Of course, I wasn’t sure about how I would fare among the general population of the White Council, either. Wizards live a long time, and they don’t do it by taking unnecessary risks. If you look up unnecessary risk in the White Council’s dictionary, my picture is there. And my address. And all my personal contact information. And my permanent record from middle school.

“You need to talk to some of them face-to-face,” Ebenezar said. “Shake some hands. Make sure they know who you are. Reassure them. You only have a few days, but if you move fast, I think you can gather enough support to defeat the motion.”

“No,” I said. “I can’t. Not without neglecting my duties as a Warden and the Winter Knight both.”

“What?” he asked.

I told him about my meeting with Ramirez that morning. “I’ve been assigned to look out for you at the summit and to liaise with Winter.”

The old man spat a curse.

“Yeah,” I said.

Most of my support in the Senior Council was getting sent away at exactly the same time I was given a high-profile assignment providing security for the peace summit. Meanwhile, of the wizards who actually did know me, Ramirez and his bunch were the ones who would probably speak on my behalf—and they’d been sent to the summit, too.

“I’m being set up.”

“Hngh,” Ebenezar agreed.

“Was it the Merlin?” I asked. “Kind of feels like his style.”
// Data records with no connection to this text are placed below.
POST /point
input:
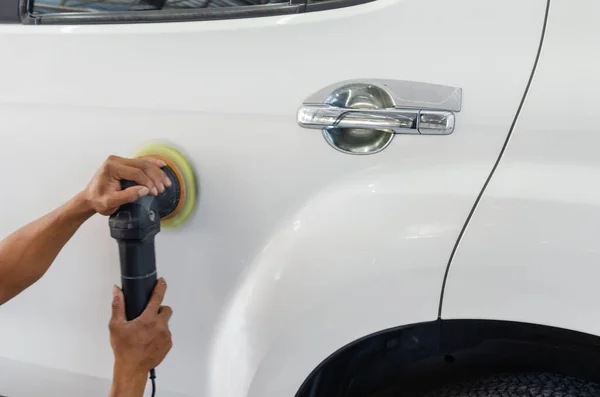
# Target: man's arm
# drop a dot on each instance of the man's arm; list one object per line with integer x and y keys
{"x": 26, "y": 254}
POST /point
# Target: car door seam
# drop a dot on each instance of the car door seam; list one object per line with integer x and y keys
{"x": 502, "y": 150}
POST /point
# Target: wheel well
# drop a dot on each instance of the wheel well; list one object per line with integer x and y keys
{"x": 423, "y": 356}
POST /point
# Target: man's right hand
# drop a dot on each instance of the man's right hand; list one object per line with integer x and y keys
{"x": 138, "y": 345}
{"x": 104, "y": 195}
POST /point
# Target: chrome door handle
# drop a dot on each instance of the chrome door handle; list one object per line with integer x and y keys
{"x": 362, "y": 116}
{"x": 326, "y": 116}
{"x": 396, "y": 121}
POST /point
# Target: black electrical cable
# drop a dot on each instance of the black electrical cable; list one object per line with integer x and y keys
{"x": 152, "y": 379}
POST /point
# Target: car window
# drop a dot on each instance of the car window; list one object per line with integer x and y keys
{"x": 69, "y": 6}
{"x": 136, "y": 11}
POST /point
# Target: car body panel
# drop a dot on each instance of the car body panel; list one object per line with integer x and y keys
{"x": 531, "y": 251}
{"x": 295, "y": 249}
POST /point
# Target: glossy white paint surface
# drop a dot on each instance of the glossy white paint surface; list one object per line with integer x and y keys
{"x": 295, "y": 249}
{"x": 532, "y": 250}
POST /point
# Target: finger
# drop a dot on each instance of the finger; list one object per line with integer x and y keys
{"x": 156, "y": 299}
{"x": 118, "y": 306}
{"x": 154, "y": 172}
{"x": 158, "y": 162}
{"x": 152, "y": 167}
{"x": 165, "y": 313}
{"x": 136, "y": 175}
{"x": 129, "y": 195}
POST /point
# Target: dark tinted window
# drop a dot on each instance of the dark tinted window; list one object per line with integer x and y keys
{"x": 62, "y": 6}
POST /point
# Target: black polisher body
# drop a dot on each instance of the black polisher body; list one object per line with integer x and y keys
{"x": 134, "y": 226}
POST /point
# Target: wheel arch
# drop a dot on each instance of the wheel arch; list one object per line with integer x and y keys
{"x": 423, "y": 356}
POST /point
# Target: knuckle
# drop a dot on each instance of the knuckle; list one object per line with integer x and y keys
{"x": 112, "y": 326}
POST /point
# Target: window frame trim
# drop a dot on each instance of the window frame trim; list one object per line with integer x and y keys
{"x": 185, "y": 15}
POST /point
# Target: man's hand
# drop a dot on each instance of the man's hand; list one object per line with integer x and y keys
{"x": 138, "y": 345}
{"x": 104, "y": 194}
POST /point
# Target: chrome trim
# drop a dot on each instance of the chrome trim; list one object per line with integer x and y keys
{"x": 404, "y": 94}
{"x": 435, "y": 122}
{"x": 396, "y": 121}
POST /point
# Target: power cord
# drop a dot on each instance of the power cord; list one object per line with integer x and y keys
{"x": 152, "y": 379}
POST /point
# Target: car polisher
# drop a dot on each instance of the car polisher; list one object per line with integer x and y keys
{"x": 135, "y": 225}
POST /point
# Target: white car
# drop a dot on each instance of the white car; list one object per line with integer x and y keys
{"x": 397, "y": 197}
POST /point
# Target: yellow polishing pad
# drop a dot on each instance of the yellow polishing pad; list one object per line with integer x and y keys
{"x": 185, "y": 176}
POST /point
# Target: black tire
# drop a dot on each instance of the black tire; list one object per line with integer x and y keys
{"x": 520, "y": 385}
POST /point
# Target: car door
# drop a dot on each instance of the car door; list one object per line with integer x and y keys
{"x": 530, "y": 252}
{"x": 295, "y": 248}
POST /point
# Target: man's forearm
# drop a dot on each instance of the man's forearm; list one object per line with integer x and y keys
{"x": 127, "y": 383}
{"x": 26, "y": 254}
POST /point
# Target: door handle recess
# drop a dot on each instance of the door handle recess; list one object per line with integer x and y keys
{"x": 362, "y": 116}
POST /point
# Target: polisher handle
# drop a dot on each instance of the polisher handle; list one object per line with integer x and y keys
{"x": 138, "y": 274}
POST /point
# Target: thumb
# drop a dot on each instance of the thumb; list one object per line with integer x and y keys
{"x": 118, "y": 306}
{"x": 129, "y": 195}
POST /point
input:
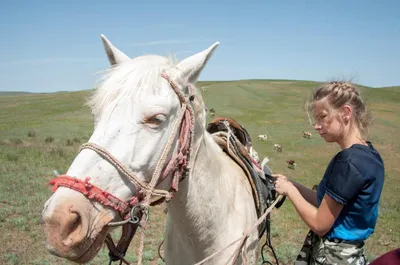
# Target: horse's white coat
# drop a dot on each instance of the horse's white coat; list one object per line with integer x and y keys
{"x": 134, "y": 110}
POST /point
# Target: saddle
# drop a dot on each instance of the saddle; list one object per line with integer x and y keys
{"x": 236, "y": 142}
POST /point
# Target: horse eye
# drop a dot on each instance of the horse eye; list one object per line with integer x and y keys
{"x": 156, "y": 120}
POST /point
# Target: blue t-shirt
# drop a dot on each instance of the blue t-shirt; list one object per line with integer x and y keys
{"x": 354, "y": 178}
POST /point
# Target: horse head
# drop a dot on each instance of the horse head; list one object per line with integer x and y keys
{"x": 146, "y": 111}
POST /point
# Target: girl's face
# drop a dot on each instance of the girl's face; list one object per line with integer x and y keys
{"x": 327, "y": 123}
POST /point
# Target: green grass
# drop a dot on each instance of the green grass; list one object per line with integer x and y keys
{"x": 42, "y": 132}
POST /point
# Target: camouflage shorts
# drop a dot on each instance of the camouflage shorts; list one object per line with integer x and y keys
{"x": 321, "y": 251}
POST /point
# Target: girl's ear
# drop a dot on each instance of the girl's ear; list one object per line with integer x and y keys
{"x": 346, "y": 112}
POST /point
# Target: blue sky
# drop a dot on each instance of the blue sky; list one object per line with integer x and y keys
{"x": 49, "y": 46}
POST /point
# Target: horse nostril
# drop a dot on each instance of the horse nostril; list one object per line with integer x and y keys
{"x": 75, "y": 222}
{"x": 72, "y": 228}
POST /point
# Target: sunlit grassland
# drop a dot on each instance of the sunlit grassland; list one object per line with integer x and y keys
{"x": 42, "y": 132}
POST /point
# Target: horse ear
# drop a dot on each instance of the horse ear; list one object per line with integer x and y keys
{"x": 114, "y": 55}
{"x": 192, "y": 66}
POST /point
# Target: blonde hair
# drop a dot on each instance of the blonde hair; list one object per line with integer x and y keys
{"x": 337, "y": 94}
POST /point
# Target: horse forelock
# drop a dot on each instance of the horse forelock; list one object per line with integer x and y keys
{"x": 136, "y": 79}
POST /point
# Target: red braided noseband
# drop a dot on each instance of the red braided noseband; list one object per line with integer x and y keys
{"x": 93, "y": 192}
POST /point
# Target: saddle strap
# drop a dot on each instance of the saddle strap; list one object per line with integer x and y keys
{"x": 221, "y": 139}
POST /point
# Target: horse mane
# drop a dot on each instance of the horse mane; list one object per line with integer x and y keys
{"x": 127, "y": 80}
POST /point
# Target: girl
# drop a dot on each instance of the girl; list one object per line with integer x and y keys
{"x": 343, "y": 212}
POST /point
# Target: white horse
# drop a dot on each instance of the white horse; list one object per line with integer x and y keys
{"x": 135, "y": 108}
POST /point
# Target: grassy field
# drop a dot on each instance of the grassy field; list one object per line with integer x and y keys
{"x": 42, "y": 132}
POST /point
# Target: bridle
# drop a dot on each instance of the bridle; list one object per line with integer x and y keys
{"x": 132, "y": 210}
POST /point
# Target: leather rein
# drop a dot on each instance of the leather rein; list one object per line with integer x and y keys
{"x": 132, "y": 210}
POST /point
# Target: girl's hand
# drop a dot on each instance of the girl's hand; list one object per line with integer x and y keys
{"x": 282, "y": 184}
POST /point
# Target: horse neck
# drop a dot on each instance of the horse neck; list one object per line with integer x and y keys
{"x": 209, "y": 186}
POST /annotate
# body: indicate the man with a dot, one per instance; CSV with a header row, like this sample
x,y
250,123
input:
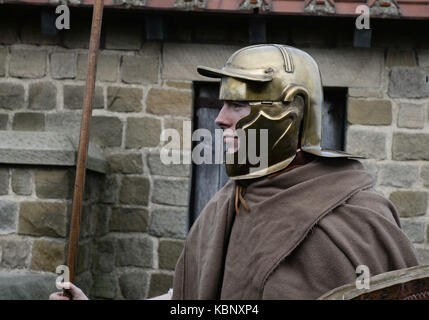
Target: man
x,y
301,225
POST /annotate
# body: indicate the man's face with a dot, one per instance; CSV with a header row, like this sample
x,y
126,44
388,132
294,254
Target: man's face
x,y
229,115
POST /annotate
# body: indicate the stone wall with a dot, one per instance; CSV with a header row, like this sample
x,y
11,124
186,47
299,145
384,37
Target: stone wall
x,y
141,211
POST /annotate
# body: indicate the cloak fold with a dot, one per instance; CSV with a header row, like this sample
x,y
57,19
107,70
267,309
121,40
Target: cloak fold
x,y
308,230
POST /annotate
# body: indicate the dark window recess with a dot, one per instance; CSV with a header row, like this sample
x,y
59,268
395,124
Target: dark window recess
x,y
207,179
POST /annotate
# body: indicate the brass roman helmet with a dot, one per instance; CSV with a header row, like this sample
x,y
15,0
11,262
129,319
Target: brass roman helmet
x,y
283,88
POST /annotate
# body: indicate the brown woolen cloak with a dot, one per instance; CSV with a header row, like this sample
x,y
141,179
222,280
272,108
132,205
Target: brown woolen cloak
x,y
307,231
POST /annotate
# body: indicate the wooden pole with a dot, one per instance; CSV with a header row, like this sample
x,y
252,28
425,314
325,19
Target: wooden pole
x,y
79,185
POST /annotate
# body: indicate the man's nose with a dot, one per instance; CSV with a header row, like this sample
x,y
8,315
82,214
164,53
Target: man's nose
x,y
223,120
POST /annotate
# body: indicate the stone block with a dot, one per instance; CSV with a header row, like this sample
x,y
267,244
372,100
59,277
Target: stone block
x,y
409,146
109,193
171,192
365,142
410,203
369,112
104,255
129,220
169,252
134,190
156,167
140,69
31,33
107,67
349,67
408,83
43,219
25,63
28,121
43,148
398,175
400,58
180,60
121,99
85,282
47,255
177,124
124,36
133,285
169,102
22,182
4,181
169,222
63,65
411,116
125,163
142,132
106,131
74,95
3,55
53,184
135,252
424,173
105,286
4,118
160,283
42,96
370,166
8,216
180,84
414,230
423,256
15,253
11,96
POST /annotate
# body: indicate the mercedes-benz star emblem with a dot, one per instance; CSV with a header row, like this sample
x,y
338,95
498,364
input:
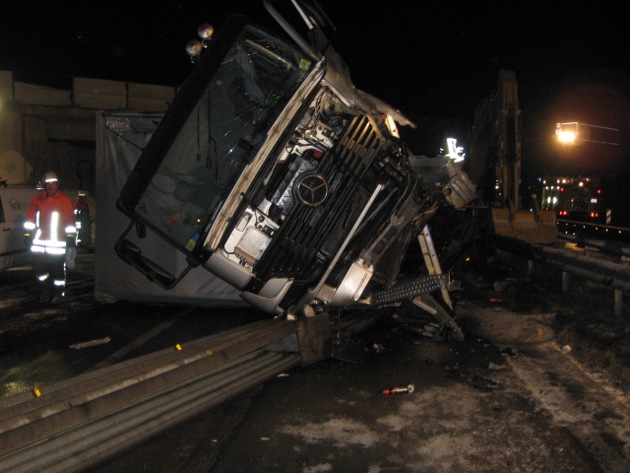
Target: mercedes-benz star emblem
x,y
311,189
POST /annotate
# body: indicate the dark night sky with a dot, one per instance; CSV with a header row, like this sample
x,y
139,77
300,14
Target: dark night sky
x,y
432,57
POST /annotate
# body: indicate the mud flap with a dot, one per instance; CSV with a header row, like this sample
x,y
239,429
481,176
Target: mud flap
x,y
533,227
313,334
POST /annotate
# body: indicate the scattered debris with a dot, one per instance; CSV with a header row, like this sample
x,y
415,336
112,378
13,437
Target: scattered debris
x,y
399,390
91,343
479,382
378,348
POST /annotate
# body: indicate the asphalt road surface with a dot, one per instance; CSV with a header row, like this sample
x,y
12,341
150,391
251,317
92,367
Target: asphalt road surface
x,y
486,404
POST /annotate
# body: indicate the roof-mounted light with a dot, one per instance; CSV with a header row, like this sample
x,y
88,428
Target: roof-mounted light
x,y
195,47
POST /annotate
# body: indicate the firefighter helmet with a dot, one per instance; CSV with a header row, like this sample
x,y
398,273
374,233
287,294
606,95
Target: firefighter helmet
x,y
50,176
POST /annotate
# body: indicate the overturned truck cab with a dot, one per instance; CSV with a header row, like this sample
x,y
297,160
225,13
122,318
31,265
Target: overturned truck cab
x,y
273,172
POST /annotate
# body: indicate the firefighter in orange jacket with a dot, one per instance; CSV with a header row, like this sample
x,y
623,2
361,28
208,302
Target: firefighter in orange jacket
x,y
50,229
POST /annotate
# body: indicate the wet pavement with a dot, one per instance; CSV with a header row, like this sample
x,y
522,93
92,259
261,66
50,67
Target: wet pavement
x,y
477,405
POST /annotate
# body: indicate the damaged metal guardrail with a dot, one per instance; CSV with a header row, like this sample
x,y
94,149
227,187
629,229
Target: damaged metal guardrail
x,y
607,273
79,423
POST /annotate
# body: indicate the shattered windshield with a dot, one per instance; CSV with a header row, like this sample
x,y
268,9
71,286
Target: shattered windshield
x,y
223,133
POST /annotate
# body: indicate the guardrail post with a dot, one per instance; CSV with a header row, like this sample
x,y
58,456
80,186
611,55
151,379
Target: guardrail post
x,y
618,304
565,282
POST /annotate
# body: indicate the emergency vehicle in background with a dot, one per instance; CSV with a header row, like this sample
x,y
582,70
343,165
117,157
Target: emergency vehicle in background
x,y
14,201
574,198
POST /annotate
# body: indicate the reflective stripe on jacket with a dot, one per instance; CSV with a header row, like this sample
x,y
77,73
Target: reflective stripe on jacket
x,y
53,220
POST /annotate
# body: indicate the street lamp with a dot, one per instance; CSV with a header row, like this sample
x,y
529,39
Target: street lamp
x,y
570,132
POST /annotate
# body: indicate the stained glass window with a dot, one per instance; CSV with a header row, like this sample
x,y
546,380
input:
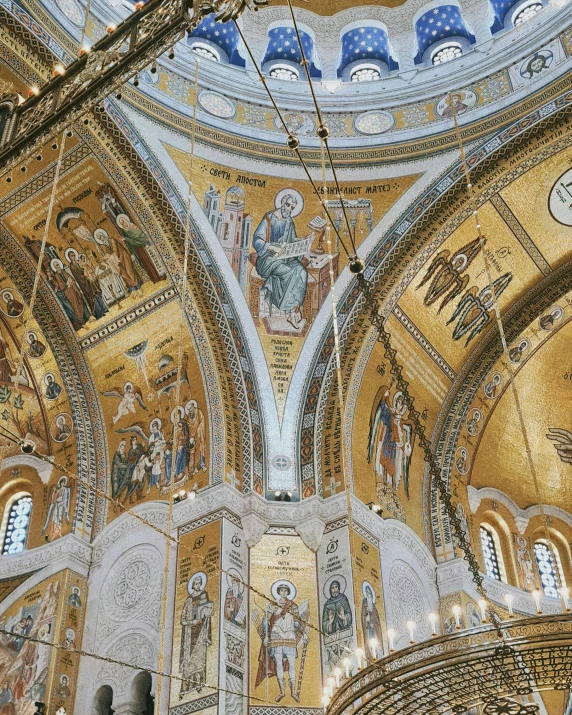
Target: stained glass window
x,y
17,523
547,569
490,557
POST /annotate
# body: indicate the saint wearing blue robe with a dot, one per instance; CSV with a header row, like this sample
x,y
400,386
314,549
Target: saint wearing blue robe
x,y
285,280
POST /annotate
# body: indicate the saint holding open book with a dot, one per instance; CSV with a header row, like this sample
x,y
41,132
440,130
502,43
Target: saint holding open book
x,y
278,261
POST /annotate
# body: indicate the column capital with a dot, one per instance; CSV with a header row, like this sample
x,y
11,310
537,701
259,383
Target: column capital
x,y
128,707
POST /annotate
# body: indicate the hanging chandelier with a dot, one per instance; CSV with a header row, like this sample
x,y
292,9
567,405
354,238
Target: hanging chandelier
x,y
463,670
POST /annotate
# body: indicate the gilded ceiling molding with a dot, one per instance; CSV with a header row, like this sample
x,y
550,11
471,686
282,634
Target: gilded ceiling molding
x,y
397,260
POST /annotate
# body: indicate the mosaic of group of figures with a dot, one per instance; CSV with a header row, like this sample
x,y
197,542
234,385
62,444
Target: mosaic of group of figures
x,y
98,260
31,669
297,623
541,345
33,407
154,407
448,306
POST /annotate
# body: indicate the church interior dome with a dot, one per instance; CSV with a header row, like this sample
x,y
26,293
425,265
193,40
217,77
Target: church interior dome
x,y
285,374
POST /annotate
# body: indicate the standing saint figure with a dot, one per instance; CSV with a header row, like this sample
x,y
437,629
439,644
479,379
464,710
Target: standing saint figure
x,y
234,605
370,623
58,510
6,362
390,440
337,614
137,241
285,279
282,631
196,635
525,563
196,426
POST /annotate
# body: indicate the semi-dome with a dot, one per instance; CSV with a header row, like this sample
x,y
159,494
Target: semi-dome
x,y
284,382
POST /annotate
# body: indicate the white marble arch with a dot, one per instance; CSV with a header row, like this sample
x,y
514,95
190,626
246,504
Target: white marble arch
x,y
408,574
42,562
521,516
124,608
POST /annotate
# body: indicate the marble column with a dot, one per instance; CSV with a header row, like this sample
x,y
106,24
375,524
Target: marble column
x,y
405,45
479,18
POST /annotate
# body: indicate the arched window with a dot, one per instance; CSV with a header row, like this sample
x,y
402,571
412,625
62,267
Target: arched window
x,y
284,72
525,12
547,569
492,554
15,524
365,73
204,50
446,52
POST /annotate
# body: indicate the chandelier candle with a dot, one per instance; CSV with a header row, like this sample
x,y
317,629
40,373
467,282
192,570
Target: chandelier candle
x,y
433,621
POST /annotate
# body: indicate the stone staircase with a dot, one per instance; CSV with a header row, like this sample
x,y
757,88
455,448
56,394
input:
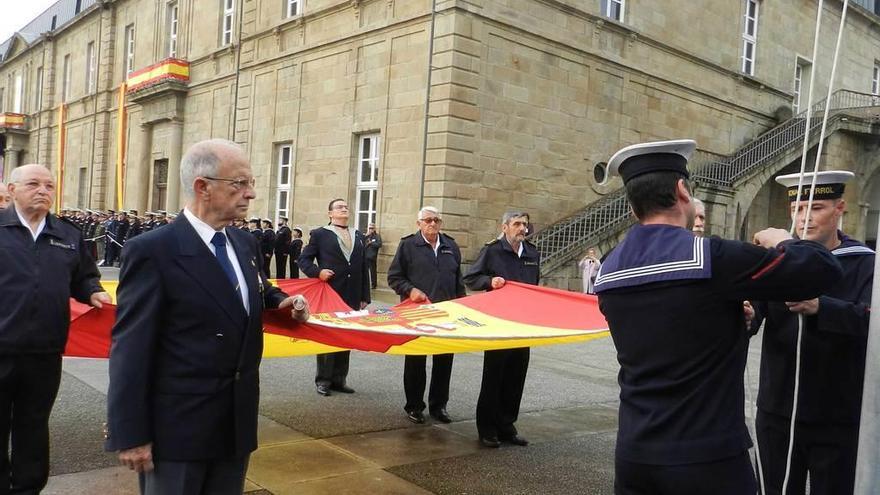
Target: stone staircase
x,y
603,222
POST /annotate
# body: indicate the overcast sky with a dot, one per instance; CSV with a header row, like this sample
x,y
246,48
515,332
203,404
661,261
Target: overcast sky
x,y
17,13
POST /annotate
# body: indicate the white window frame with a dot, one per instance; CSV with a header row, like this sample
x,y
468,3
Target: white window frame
x,y
65,82
227,22
608,10
875,80
291,8
798,85
173,27
18,92
38,90
282,187
91,68
750,37
129,50
371,185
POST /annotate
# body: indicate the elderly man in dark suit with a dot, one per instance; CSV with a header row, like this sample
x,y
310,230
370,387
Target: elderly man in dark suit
x,y
187,343
335,254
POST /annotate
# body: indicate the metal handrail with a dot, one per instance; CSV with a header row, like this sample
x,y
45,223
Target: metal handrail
x,y
610,214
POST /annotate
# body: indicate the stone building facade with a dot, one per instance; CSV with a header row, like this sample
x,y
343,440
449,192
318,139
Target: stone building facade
x,y
472,106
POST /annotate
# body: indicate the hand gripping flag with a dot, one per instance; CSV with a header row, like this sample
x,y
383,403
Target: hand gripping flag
x,y
517,315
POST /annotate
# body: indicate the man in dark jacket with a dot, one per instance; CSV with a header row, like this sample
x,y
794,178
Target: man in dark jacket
x,y
427,266
335,254
44,263
374,242
188,339
295,251
833,347
267,246
508,257
674,305
282,248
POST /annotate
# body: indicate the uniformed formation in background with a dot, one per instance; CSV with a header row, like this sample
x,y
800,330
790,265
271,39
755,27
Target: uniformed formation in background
x,y
681,309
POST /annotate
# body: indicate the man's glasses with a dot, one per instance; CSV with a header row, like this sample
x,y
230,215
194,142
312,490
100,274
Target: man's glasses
x,y
237,184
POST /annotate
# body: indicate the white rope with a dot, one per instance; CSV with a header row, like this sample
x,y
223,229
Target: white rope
x,y
797,372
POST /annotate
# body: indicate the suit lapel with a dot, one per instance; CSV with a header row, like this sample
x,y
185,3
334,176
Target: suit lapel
x,y
201,264
249,264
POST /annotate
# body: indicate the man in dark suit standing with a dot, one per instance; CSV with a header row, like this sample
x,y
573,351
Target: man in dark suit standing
x,y
184,363
282,248
374,242
295,251
335,254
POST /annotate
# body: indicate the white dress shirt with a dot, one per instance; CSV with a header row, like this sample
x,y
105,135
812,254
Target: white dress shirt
x,y
206,233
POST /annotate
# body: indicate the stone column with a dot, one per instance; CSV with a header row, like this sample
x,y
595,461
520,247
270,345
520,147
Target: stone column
x,y
10,161
138,181
175,152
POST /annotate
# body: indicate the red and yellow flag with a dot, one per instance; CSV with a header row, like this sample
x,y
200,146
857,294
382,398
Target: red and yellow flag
x,y
517,315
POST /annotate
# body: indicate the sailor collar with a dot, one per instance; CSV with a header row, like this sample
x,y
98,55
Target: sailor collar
x,y
850,247
655,253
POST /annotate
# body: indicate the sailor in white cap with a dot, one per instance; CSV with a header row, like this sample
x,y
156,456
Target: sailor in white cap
x,y
834,342
674,305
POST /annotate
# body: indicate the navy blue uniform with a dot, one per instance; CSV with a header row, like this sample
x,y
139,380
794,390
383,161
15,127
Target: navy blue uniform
x,y
504,371
674,306
833,350
37,280
439,276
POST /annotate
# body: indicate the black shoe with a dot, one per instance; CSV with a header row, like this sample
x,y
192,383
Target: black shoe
x,y
417,417
490,442
441,415
515,440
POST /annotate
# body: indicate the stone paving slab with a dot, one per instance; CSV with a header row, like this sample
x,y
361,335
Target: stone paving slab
x,y
406,446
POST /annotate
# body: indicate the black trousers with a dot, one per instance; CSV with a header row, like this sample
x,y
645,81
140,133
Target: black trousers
x,y
415,376
294,268
267,265
28,387
827,451
280,265
732,476
504,376
216,477
332,368
371,262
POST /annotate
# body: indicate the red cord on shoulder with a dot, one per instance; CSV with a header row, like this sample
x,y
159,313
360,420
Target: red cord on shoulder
x,y
769,267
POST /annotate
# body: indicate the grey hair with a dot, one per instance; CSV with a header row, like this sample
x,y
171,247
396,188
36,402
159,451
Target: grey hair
x,y
428,209
15,175
510,215
202,160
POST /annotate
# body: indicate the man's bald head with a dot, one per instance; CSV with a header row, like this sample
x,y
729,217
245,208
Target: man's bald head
x,y
33,189
5,198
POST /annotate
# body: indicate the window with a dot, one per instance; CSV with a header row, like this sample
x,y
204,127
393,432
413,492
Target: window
x,y
91,68
82,188
367,181
226,26
172,29
875,80
291,7
18,93
129,50
613,9
750,36
283,181
65,82
38,90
“Maybe,” my grandfather said. “On the other hand, Cristos is throwing around a lot of orders these days, too. Hard to say where it comes from.”

I flipped the pancake. If I hadn’t spent years with the old man, I wouldn’t have noticed anything in his tone, but there was a peculiar shade of emphasis to his phrasing that made me glance up at him. He’d said Cristos, but what he meant was …

“The Black Council,” I said.

He grimaced at me and then at the walls.

The Black Council was secret stuff. Some unknown folks in the wizarding community had been causing a great deal of mischief in my life over the past decade and more. Their goals were no clearer than their identities, but it was obvious that they were damned dangerous. Wizard Cristos had ascended to the Senior Council under odd circumstances—circumstances that seemed to indicate that the Black Council was exercising power within the Council itself. A White Council that was bumbling and fussy and not interested in anything but its own politics was a fairly terrible but normal thing—but a White Council that was being directed by the kind of people I’d run into over the years was a nightmare that barely bore thinking upon.

A few of us had gotten together to see if we could stop it from happening. Because secret societies within the White Council were seen as evidence of plotting to overthrow it, we had to be really, really careful about our little cabal. Especially since we were kind of plotting against the White Council, even if we were doing it for its own good.

“I sweep it three times a day and have the Little Folk on the lookout for any possible eavesdropping,” I said. “No one is listening in on us.”